21 La socialisation consiste à assurer un équilibre entre ces deux dimensions et à éviter leur « dissociation ». Le « Moi » qui renvoie au contrôle social doit « discipliner » le « Je » sans non plus l’anéantir. Symétriquement, le « Je » ne doit pas se réaliser au détriment du « Moi ». C’est pourquoi ce « Soi » structuré et équilibré ne peut se développer qu’au sein d’un processus social particulier, soit à partir de l’interaction entre l’individu et son environnement. Au regard des critiques formulées à l’encontre de Durkheim et de l’anthropologie culturelle, cette approche est intéressante car la socialisation est à la fois abordée sous l’angle de la réalité sociale extérieure et de l’expérience individuelle subjective. La socialisation est ici le fruit des structures sociales et des potentialités d’actions et de réflexivité individuelles.

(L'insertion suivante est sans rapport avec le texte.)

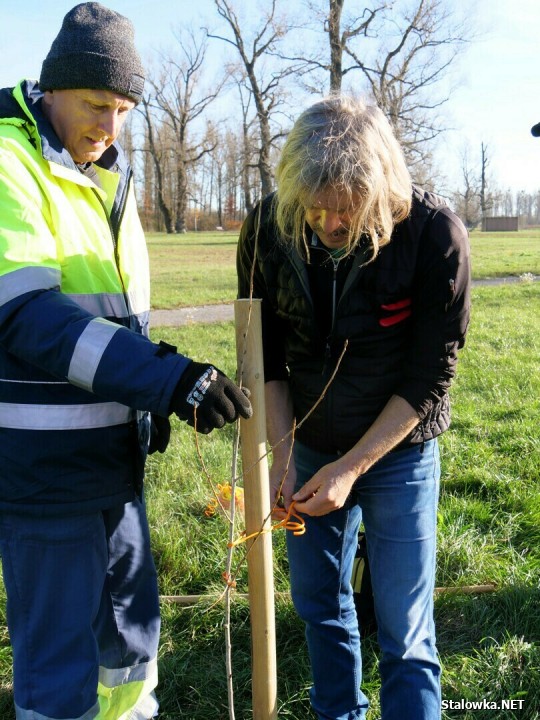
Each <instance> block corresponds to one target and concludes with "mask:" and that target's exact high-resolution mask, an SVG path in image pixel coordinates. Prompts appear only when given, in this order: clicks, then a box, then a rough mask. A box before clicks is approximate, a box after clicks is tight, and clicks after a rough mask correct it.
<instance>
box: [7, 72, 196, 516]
mask: <svg viewBox="0 0 540 720" xmlns="http://www.w3.org/2000/svg"><path fill="white" fill-rule="evenodd" d="M95 168H96V172H97V176H98V178H99V185H100V187H98V186H97V185H95V184H94V183H93V182H92V180H91V179H90V178H88V177H87V176H86V175H84V174H82V173H81V172H80V171H79V169H78V168H77V166H76V165H75V163H74V162H73V160H72V158H71V157H70V156H69V154H68V153H67V151H66V150H65V149H64V148H62V147H61V144H60V142H59V140H58V138H57V136H56V135H55V133H54V132H53V130H52V127H51V126H50V124H49V123H48V121H47V119H46V118H45V116H44V115H43V114H42V111H41V93H40V92H39V90H38V89H37V86H36V85H35V84H33V83H31V82H29V81H24V82H22V83H21V84H20V85H19V86H17V87H16V88H14V89H13V90H8V89H5V90H2V91H0V207H1V208H2V212H1V216H0V248H1V252H0V447H1V451H0V452H1V456H0V458H1V470H0V506H1V505H2V504H4V505H5V504H7V505H9V506H12V505H13V504H15V505H18V504H24V505H25V506H26V505H36V506H39V508H40V512H46V511H47V510H48V509H51V510H52V509H55V508H57V506H59V505H62V504H63V503H70V507H73V508H77V507H79V506H84V507H85V508H88V509H90V508H91V509H95V508H97V507H107V506H109V505H110V504H112V503H115V502H123V501H126V500H128V499H131V497H132V496H133V491H134V487H136V486H138V484H140V481H141V475H142V466H143V464H144V450H145V448H144V447H143V448H142V450H141V448H139V444H140V443H139V439H138V437H139V435H140V434H141V427H137V417H139V418H140V417H141V415H142V412H146V411H150V412H155V413H158V414H161V415H164V416H166V415H168V409H169V403H170V398H171V395H172V391H173V390H174V388H175V386H176V383H177V381H178V379H179V377H180V375H181V374H182V372H183V370H184V369H185V367H186V365H187V363H188V362H189V360H188V359H187V358H185V357H183V356H182V355H173V354H172V353H169V354H164V353H163V352H162V351H159V348H158V346H157V345H155V344H153V343H151V342H150V341H149V339H148V318H149V309H150V298H149V271H148V255H147V250H146V244H145V239H144V234H143V231H142V227H141V224H140V221H139V217H138V213H137V207H136V202H135V196H134V193H133V188H132V183H131V169H130V167H129V164H128V163H127V161H126V158H125V157H124V155H123V153H122V151H121V149H120V148H119V147H118V146H117V145H116V144H114V145H113V146H111V147H110V148H109V149H108V150H107V151H106V152H105V153H104V155H103V157H102V158H101V159H100V161H99V163H98V164H96V165H95ZM137 411H142V412H139V413H137ZM45 431H46V432H45ZM66 431H69V432H66ZM142 434H143V436H144V437H143V440H142V442H143V445H144V444H145V442H146V433H142Z"/></svg>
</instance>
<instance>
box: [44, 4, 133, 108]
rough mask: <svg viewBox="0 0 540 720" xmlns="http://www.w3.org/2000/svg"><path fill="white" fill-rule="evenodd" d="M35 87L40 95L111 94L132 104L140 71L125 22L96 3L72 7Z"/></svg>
mask: <svg viewBox="0 0 540 720" xmlns="http://www.w3.org/2000/svg"><path fill="white" fill-rule="evenodd" d="M39 86H40V88H41V90H43V91H45V90H69V89H72V90H73V89H82V88H91V89H93V90H112V92H115V93H118V94H119V95H124V96H125V97H127V98H129V99H130V100H133V102H135V103H138V102H139V101H140V100H141V97H142V94H143V89H144V69H143V67H142V63H141V59H140V57H139V54H138V53H137V50H136V48H135V42H134V31H133V25H132V23H131V21H130V20H128V19H127V18H126V17H124V16H123V15H120V14H119V13H117V12H114V11H113V10H109V8H106V7H104V6H103V5H100V3H96V2H89V3H82V4H81V5H77V6H76V7H74V8H73V9H72V10H70V11H69V12H68V14H67V15H66V16H65V18H64V22H63V23H62V27H61V29H60V32H59V33H58V35H57V37H56V39H55V41H54V42H53V44H52V46H51V49H50V51H49V54H48V55H47V57H46V58H45V61H44V63H43V67H42V68H41V77H40V78H39Z"/></svg>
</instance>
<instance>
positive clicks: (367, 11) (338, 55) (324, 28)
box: [282, 0, 389, 93]
mask: <svg viewBox="0 0 540 720" xmlns="http://www.w3.org/2000/svg"><path fill="white" fill-rule="evenodd" d="M344 6H345V0H328V10H324V9H323V8H322V7H321V4H320V0H319V1H318V2H313V1H312V0H310V2H308V4H307V8H308V16H309V17H311V18H312V22H311V23H310V26H311V27H312V28H313V30H314V31H315V33H316V34H318V33H320V31H321V28H322V30H323V32H324V33H325V34H326V35H327V36H328V37H327V48H328V50H327V51H325V49H324V47H325V46H326V43H322V44H320V43H317V42H316V43H315V45H316V47H315V48H314V49H313V50H312V51H311V52H309V51H308V50H307V49H306V48H305V47H303V48H302V53H301V54H292V55H291V54H290V53H289V54H288V55H284V56H282V57H283V59H286V60H288V61H290V62H294V63H297V68H298V69H299V70H300V73H299V74H300V77H302V78H304V75H306V74H309V75H315V76H320V75H322V76H323V77H324V76H326V77H327V78H328V80H329V91H330V93H338V92H340V91H341V89H342V85H343V80H344V78H345V76H346V75H347V74H348V73H349V72H350V71H351V70H356V69H358V68H357V63H354V64H353V63H351V62H347V60H349V57H348V55H347V52H346V51H347V48H349V46H351V44H352V43H353V42H355V41H360V39H361V38H363V39H364V40H365V39H366V38H370V37H371V38H373V37H376V36H377V32H378V30H377V29H376V27H375V25H376V20H377V18H378V16H379V15H380V13H381V12H382V11H383V10H385V9H387V8H388V7H389V2H388V1H387V0H385V1H382V0H381V2H379V3H378V4H376V5H374V6H373V7H371V8H368V7H365V8H364V9H363V10H362V11H361V13H360V14H355V15H353V16H347V17H346V16H345V15H344V14H343V10H344ZM304 37H305V30H304ZM296 45H297V43H295V46H296ZM303 83H304V85H305V86H306V88H307V89H308V90H309V91H310V92H317V93H321V84H320V83H318V82H317V81H315V82H311V83H310V82H309V81H306V80H305V78H304V79H303Z"/></svg>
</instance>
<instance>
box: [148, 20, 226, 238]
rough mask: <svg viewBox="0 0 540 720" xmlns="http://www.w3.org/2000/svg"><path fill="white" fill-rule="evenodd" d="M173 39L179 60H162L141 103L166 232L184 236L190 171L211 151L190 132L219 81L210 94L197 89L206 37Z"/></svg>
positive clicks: (200, 80)
mask: <svg viewBox="0 0 540 720" xmlns="http://www.w3.org/2000/svg"><path fill="white" fill-rule="evenodd" d="M175 37H176V39H177V42H178V45H179V48H180V54H179V59H176V58H175V57H173V56H169V57H167V58H164V62H163V65H162V68H161V72H160V75H159V76H158V77H157V78H155V77H154V78H150V79H149V85H150V87H151V88H152V91H151V94H150V95H149V96H148V97H147V98H146V99H145V100H144V102H143V103H141V104H142V113H143V117H144V119H145V122H146V128H147V135H148V141H149V142H148V145H149V149H150V152H151V153H152V156H153V159H154V167H155V172H156V182H157V184H158V198H159V205H160V209H161V212H162V213H163V217H164V220H165V227H166V231H167V232H185V229H186V211H187V203H188V198H189V191H188V178H189V169H190V167H192V166H193V165H195V164H196V163H197V162H198V161H199V160H200V159H201V158H202V157H203V156H204V155H205V154H206V153H208V152H210V151H211V149H212V146H211V145H210V144H209V143H208V141H207V140H208V136H207V135H206V134H204V133H201V132H200V131H199V134H196V132H195V131H192V128H193V126H194V125H195V124H196V122H197V121H198V120H200V119H201V117H202V116H203V114H204V112H205V111H206V109H207V108H208V106H209V105H210V104H211V103H212V102H213V101H214V100H215V99H216V97H217V95H218V94H219V92H220V90H221V87H222V85H223V82H221V83H218V84H217V85H214V87H213V89H212V90H202V89H201V88H202V83H201V74H202V68H203V64H204V59H205V54H206V47H207V46H206V40H205V38H204V37H203V36H197V35H196V34H195V32H194V31H193V30H192V29H187V30H185V31H184V32H182V33H175ZM170 173H173V175H170ZM167 177H169V193H168V194H167V193H166V180H167Z"/></svg>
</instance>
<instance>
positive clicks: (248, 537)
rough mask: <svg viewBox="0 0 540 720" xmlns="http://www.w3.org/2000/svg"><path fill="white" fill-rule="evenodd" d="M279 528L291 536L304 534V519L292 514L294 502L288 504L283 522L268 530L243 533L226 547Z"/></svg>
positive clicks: (292, 511)
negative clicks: (290, 534)
mask: <svg viewBox="0 0 540 720" xmlns="http://www.w3.org/2000/svg"><path fill="white" fill-rule="evenodd" d="M291 517H295V518H296V520H291ZM281 528H284V529H285V530H290V531H291V532H292V534H293V535H303V534H304V533H305V532H306V523H305V522H304V519H303V518H302V517H301V516H300V515H298V513H295V512H294V502H292V503H291V504H290V506H289V510H288V512H287V516H286V517H285V518H283V520H280V521H279V522H278V523H276V524H275V525H272V526H270V527H269V528H261V529H260V530H257V531H256V532H254V533H251V534H250V535H246V533H245V531H244V532H243V533H241V535H240V536H239V537H238V538H236V540H233V541H232V542H230V543H228V544H227V546H228V547H235V546H236V545H240V544H241V543H243V542H246V540H251V538H256V537H259V535H262V534H263V533H265V532H272V531H273V530H279V529H281Z"/></svg>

22 Dans une perspective similaire, Erving Goffman prolonge l’analyse de Mead en insistant également sur le poids des interactions dans le processus de socialisation. Le sociologue montre que l’interaction sociale n’est pas une simple réponse des personnes à des facteurs agissant sur elles, mais un processus de construction qui est aussi formatif. La personne élabore des schèmes d’interprétation qui ne sont jamais définitifs, mais qui évoluent ou s’approfondissent suite à la confrontation avec autrui. Cette approche révèle pourquoi et comment la socialisation se produit tout au long de la vie. Elle s’inscrit dans la durée, la continuité et la réciprocité. Elle est conçue comme le processus d’acquisition des savoirs et des savoir-faire qui sont nécessaires, dans le contexte d’interaction sociale, à l’établissement des liens sociaux.

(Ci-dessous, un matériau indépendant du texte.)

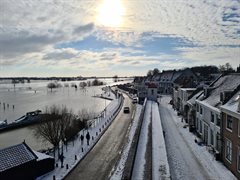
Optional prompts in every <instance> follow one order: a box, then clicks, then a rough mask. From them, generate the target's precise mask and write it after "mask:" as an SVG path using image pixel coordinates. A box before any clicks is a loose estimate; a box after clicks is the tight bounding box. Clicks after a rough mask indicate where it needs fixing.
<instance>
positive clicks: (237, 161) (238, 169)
mask: <svg viewBox="0 0 240 180" xmlns="http://www.w3.org/2000/svg"><path fill="white" fill-rule="evenodd" d="M237 170H238V171H239V172H240V147H239V146H238V153H237Z"/></svg>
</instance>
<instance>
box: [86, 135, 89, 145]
mask: <svg viewBox="0 0 240 180" xmlns="http://www.w3.org/2000/svg"><path fill="white" fill-rule="evenodd" d="M86 139H87V145H88V146H89V140H90V134H89V132H87V134H86Z"/></svg>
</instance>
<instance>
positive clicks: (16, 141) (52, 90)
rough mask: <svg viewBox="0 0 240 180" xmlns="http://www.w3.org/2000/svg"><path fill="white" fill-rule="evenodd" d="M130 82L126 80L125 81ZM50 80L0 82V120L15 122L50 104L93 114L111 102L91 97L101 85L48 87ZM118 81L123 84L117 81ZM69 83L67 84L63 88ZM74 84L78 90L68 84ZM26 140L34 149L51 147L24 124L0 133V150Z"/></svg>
mask: <svg viewBox="0 0 240 180" xmlns="http://www.w3.org/2000/svg"><path fill="white" fill-rule="evenodd" d="M102 81H104V82H106V83H107V85H113V84H114V83H113V81H112V79H105V80H102ZM128 82H129V81H128ZM48 83H49V81H32V82H31V83H24V84H22V83H19V84H15V86H14V85H13V84H12V83H10V82H1V81H0V103H1V104H0V120H5V119H7V121H8V123H11V122H13V121H15V120H16V119H18V118H20V117H21V116H23V115H25V114H26V113H27V112H30V111H35V110H38V109H39V110H42V111H44V109H45V108H46V107H50V106H51V105H57V106H60V107H61V106H66V107H67V108H68V109H72V110H73V112H74V114H78V112H79V111H81V110H82V109H86V110H87V111H88V112H89V113H90V114H91V115H92V116H95V115H97V114H98V113H100V112H101V111H102V110H103V109H104V108H105V106H107V105H108V104H109V103H110V101H108V100H103V99H100V98H93V97H92V96H94V95H95V94H101V93H103V91H102V90H101V89H102V87H104V86H94V87H86V90H82V89H81V88H79V83H80V81H68V82H60V81H59V82H58V83H60V84H61V85H62V87H60V88H56V89H52V92H51V90H50V89H48V88H47V84H48ZM118 83H126V81H125V82H118ZM66 84H68V85H69V87H66V86H67V85H66ZM74 84H76V85H77V86H78V88H77V89H75V88H74V87H71V86H72V85H74ZM24 140H25V142H26V143H27V144H28V145H29V146H30V147H32V148H33V149H34V150H40V149H43V148H47V147H50V145H49V144H47V143H43V142H42V141H41V140H39V139H36V138H35V137H34V136H33V130H32V128H31V127H24V128H20V129H16V130H12V131H8V132H3V133H0V149H2V148H5V147H8V146H11V145H14V144H18V143H21V142H23V141H24Z"/></svg>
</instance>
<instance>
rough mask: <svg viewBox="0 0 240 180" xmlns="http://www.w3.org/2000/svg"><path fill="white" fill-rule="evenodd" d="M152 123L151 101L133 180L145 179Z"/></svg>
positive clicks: (144, 128)
mask: <svg viewBox="0 0 240 180" xmlns="http://www.w3.org/2000/svg"><path fill="white" fill-rule="evenodd" d="M150 122H151V101H147V104H146V107H145V113H144V118H143V122H142V129H141V133H140V137H139V142H138V147H137V152H136V157H135V162H134V166H133V172H132V180H142V179H144V171H145V164H146V158H145V155H146V151H147V143H148V136H149V125H150Z"/></svg>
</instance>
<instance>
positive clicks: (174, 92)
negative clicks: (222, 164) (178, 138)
mask: <svg viewBox="0 0 240 180" xmlns="http://www.w3.org/2000/svg"><path fill="white" fill-rule="evenodd" d="M173 107H174V108H176V109H177V110H178V112H179V113H180V114H181V115H182V116H183V117H184V119H185V121H186V123H188V124H189V130H190V131H194V130H195V131H196V132H197V134H198V135H199V137H200V138H201V139H202V141H203V143H204V144H205V145H207V146H209V147H211V148H212V150H213V152H215V153H216V155H217V157H219V158H220V159H221V160H222V161H223V163H224V165H225V166H226V167H227V168H228V169H229V170H231V171H232V172H233V173H234V174H235V175H236V176H237V177H238V178H240V74H225V75H221V76H220V77H218V78H217V79H216V80H215V81H213V82H212V83H211V84H210V85H209V86H202V87H197V88H181V87H178V88H175V89H174V91H173Z"/></svg>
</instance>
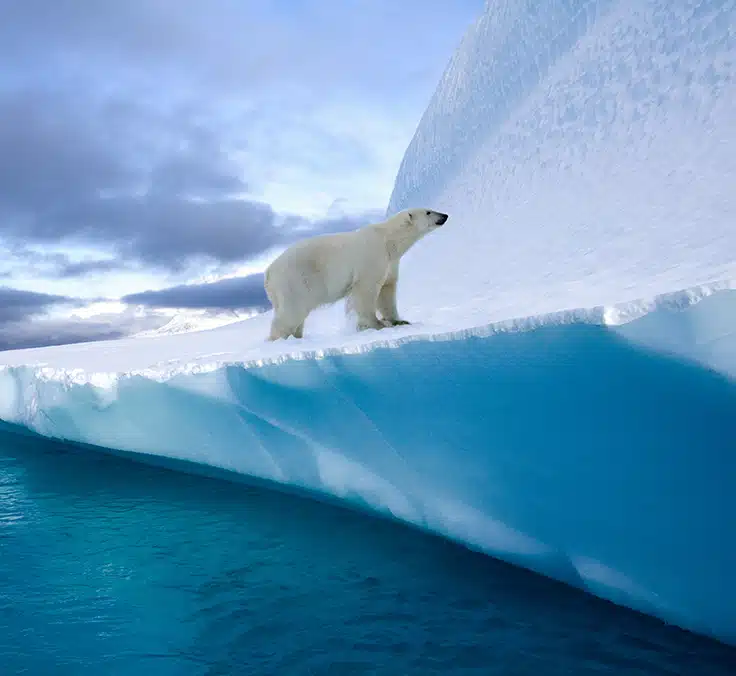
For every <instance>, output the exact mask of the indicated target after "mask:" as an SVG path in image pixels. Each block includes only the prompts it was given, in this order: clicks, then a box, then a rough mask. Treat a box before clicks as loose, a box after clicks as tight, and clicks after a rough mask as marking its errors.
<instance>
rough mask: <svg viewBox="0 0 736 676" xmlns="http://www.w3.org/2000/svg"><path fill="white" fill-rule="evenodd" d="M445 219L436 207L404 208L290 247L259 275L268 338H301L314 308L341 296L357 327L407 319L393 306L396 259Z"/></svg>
mask: <svg viewBox="0 0 736 676" xmlns="http://www.w3.org/2000/svg"><path fill="white" fill-rule="evenodd" d="M447 218H448V216H447V214H443V213H441V212H439V211H431V210H429V209H407V210H406V211H402V212H400V213H398V214H396V215H395V216H392V217H391V218H389V219H388V220H386V221H383V222H381V223H373V224H371V225H366V226H365V227H363V228H359V229H358V230H354V231H352V232H342V233H337V234H332V235H319V236H317V237H312V238H311V239H307V240H302V241H301V242H297V243H296V244H294V245H292V246H291V247H289V248H288V249H287V250H286V251H284V252H283V253H282V254H281V255H280V256H279V257H278V258H277V259H276V260H275V261H273V263H271V265H270V266H269V267H268V268H267V270H266V273H265V276H264V286H265V289H266V294H267V295H268V298H269V300H270V301H271V304H272V305H273V311H274V314H273V320H272V323H271V333H270V335H269V338H268V339H269V340H277V339H278V338H288V337H289V336H294V338H301V337H302V335H303V332H304V321H305V319H306V318H307V316H308V315H309V314H310V313H311V312H312V311H313V310H315V309H317V308H318V307H320V306H322V305H329V304H331V303H335V302H337V301H338V300H340V299H342V298H345V297H347V299H348V306H349V308H350V309H352V310H354V311H355V313H356V314H357V328H358V330H359V331H363V330H365V329H382V328H384V327H387V326H398V325H400V324H408V323H409V322H407V321H404V320H403V319H401V318H400V317H399V314H398V311H397V309H396V285H397V283H398V279H399V261H400V260H401V257H402V256H403V255H404V254H405V253H406V252H407V251H408V250H409V249H410V248H411V247H412V246H413V245H414V244H416V243H417V242H418V241H419V240H420V239H421V238H422V237H424V236H425V235H427V234H429V233H430V232H432V231H434V230H436V229H437V228H438V227H439V226H441V225H443V224H444V223H445V222H446V221H447ZM377 312H378V313H380V314H381V319H379V318H378V317H377V316H376V314H377Z"/></svg>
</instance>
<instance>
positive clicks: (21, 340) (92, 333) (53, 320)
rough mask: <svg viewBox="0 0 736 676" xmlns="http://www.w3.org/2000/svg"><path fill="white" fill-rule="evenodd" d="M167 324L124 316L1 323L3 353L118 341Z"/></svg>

23 En somme, plusieurs éléments essentiels caractérisent la socialisation d’après les éléments théoriques développés jusqu’ici :
- elle se fonde sur l’acquisition de normes de comportements sociaux, en lien avec l’apprentissage et l’éducation ;
- elle est aussi basée sur l’intériorisation de codes sociaux à partir d’interactions diverses ;
- elle implique une conversion : un individu n’est pas défini une fois pour toutes, mais son comportement, sa personnalité et son identité évoluent sans cesse au cours de son existence au contact de son environnement social. La socialisation est alors conversion car elle surajoute à l’être existant un être nouveau, adapté à son milieu social. C’est un processus évolutif mais non linéaire.
25 La socialisation du genre est d’ailleurs illustrative des trois points précédents. Nous le développons dans la sous-partie suivante, en insistant sur le corps comme support de la socialisation du genre.
Le corps comme support de la socialisation du genre
26 Après avoir insisté sur des aspects théoriques relatifs à la socialisation du genre, nous expliquons en quoi le corps peut être un support de celle-ci.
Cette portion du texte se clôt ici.